UNB/ CS/ David Bremner/ tags/ email

This feed contains pages with tag "email".

Introducing git-remote-notmuch

Based on an idea and ruby implementation by Felipe Contreras, I have been developing a git remote helper for notmuch. I will soon post an updated version of the patchset to the notmuch mailing list (I wanted to refer to this post in my email). In this blog post I'll outline my experiments with using that tool, along with git-annex to store (and sync) a moderate sized email store along with its notmuch metadata.

WARNING

The rest of this post describes some relatively complex operations using (at best) alpha level software (namely git-remote-notmuch). git-annex is good at not losing your files, but git-remote-notmuch can (and did several times during debugging) wipe out your notmuch database. If you have a backup (e.g. made with notmuch-dump), this is much less annoying, and in particular you can decide to walk away from this whole experiment and restore your database.

Why git-annex?

I currently have about 31GiB of email, spread across more than 830,000 files. I want to maintain the ability to search and read my email offline, so I need to maintain a copy on several workstations and at least one server (which is backed up explicitly). I am somewhat commited to maintaining synchronization of tags to git since that is how the notmuch bug tracker works. Commiting the email files to git seems a bit wasteful: by design notmuch does not modify email files, and even with compression, the extra copy adds a fair amount of overhead (in my case, 17G of git objects, about 57% overhead). It is also notoriously difficult to completely delete files from a git repository. git-annex offers potential mitigation for these two issues, at the cost of a somewhat more complex mental model. The main idea is that instead of committing every version of a file to the git repository, git-annex tracks the filename and metadata, with the file content being stored in a key-value store outside git. Conceptually this is similar to git-lfs. From our current point, the important point is that instead of a second (compressed) copy of the file, we store one copy, along with a symlink and a couple of directory entries.

What to annex

For sufficiently small files, the overhead of a symlink and couple of directory entries is greater than the cost of a compressed second copy. When this happens depends on several variables, and will probably depend on the file content in a particular collection of email.
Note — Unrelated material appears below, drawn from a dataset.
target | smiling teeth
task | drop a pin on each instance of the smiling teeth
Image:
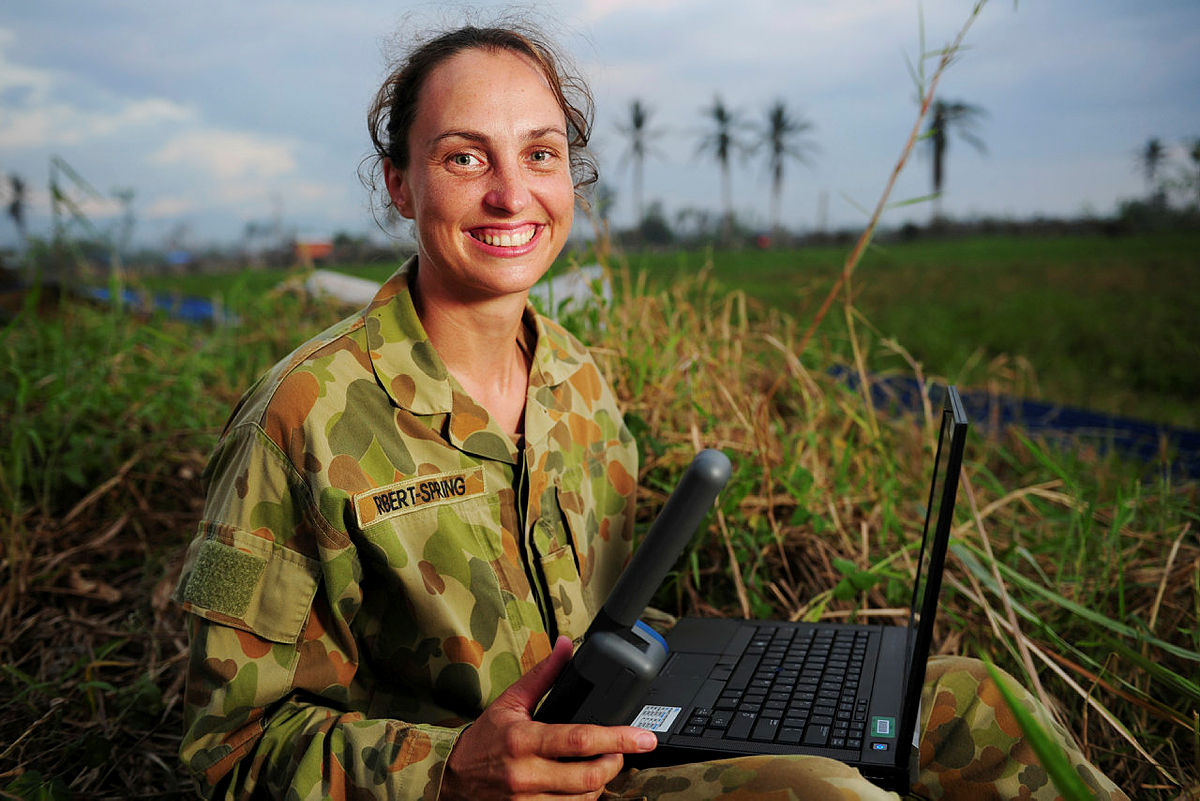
(507, 240)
I did a few trials of different settings for annex.largefiles to come to a threshold of largerthan=32k 1. For the curious, my experimental results are below. One potentially surprising aspect is that annexing even a small fraction of the (largest) files yields a big drop in storage overhead.

Threshold fraction annexed overhead
0 100% 30%
8k 29% 13%
16k 12% 9.4%
32k 7% 8.9%
48k 6% 8.9%
100k 3% 9.1%
256k 2% 11%
∞ (git) 0 % 57%

In the end I chose to err on the side of annexing more files (for the flexibility of deletion) rather than potentially faster operations with fewer annexed files at the same level of overhead.
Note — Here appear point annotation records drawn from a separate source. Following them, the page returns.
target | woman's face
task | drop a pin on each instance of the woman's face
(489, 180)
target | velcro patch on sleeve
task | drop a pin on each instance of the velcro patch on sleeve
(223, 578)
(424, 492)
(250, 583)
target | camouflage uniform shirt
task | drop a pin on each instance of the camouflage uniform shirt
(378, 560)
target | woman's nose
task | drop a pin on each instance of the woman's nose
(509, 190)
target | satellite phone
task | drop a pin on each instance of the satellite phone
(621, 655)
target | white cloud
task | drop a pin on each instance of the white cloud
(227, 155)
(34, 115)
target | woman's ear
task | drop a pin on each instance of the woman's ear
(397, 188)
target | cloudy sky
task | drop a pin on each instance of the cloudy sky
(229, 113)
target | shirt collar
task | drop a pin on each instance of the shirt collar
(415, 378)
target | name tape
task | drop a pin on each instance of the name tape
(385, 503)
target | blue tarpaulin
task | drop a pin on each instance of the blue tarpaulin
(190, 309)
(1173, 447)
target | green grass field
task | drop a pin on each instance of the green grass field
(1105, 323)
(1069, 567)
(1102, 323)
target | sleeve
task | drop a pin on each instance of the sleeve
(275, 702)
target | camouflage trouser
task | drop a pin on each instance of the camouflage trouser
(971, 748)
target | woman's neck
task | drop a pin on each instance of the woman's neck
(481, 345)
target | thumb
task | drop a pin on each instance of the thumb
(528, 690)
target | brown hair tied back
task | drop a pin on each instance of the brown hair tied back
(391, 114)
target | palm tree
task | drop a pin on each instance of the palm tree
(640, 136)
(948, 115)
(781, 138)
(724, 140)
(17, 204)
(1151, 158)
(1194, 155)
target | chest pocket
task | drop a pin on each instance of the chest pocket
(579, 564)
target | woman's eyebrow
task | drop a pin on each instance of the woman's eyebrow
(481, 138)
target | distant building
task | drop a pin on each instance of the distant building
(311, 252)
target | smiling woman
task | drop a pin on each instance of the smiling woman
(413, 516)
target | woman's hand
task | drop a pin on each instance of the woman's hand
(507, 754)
Summarizing the configuration settings for git-annex (some of these are actually defaults, but not in my environment).

$ git config annex.largefiles largerthan=32k
$ git config annex.dotfiles true
$ git config annex.synccontent true

Delivering mail

To get new mail, I do something like

# compute a date based folder under $HOME/Maildir
$ dest = $(folder)
# deliver mail to ${dest} (somehow).
$ notmuch new
$ git -C $HOME/Maildir add ${folder}
$ git -C $HOME/Maildir diff-index --quiet HEAD ${folder} || git -C $HOME/Maildir commit -m 'mail delivery'

The call to diff-index is just an optimization for the case when nothing was delivered. The default configuration of git-annex will automagically annex any files larger than my threshold. At this point the git-annex repo knows nothing about tags.

There is some git configuration that can speed up the "git add" above, namely

$ git config core.untrackedCache true
$ git config core.fsmonitor true

See git-status(1) under "UNTRACKED FILES AND PERFORMANCE"

Defining notmuch as a git remote

Assuming git-remote-notmuch is somewhere in your path, you can define a remote to connect to the default notmuch database.

$ git remote add database notmuch::
$ git fetch database
$ git merge --allow-unrelated database

The --allow-unrelated should be needed only the first time.

In my case the many small files used to represent the tags (one per message), use a noticeable amount of disk space (in my case about the same amount of space as the xapian database).

Once you start merging from the database to the git repo, you will likely have some conflicts, and most conflict resolution tools leave junk lying around. I added the following .gitignore file to the top level of the repo

*.orig
*~

This prevents our cavalier use of git add from adding these files to our git history (and prevents pushing random junk to the notmuch database.

To push the tags from git to notmuch, you can run

$ git push database master

You might need to run notmuch new first, so that the database knows about all of the messages (currently git-remote-notmuch can't index files, only update metadata).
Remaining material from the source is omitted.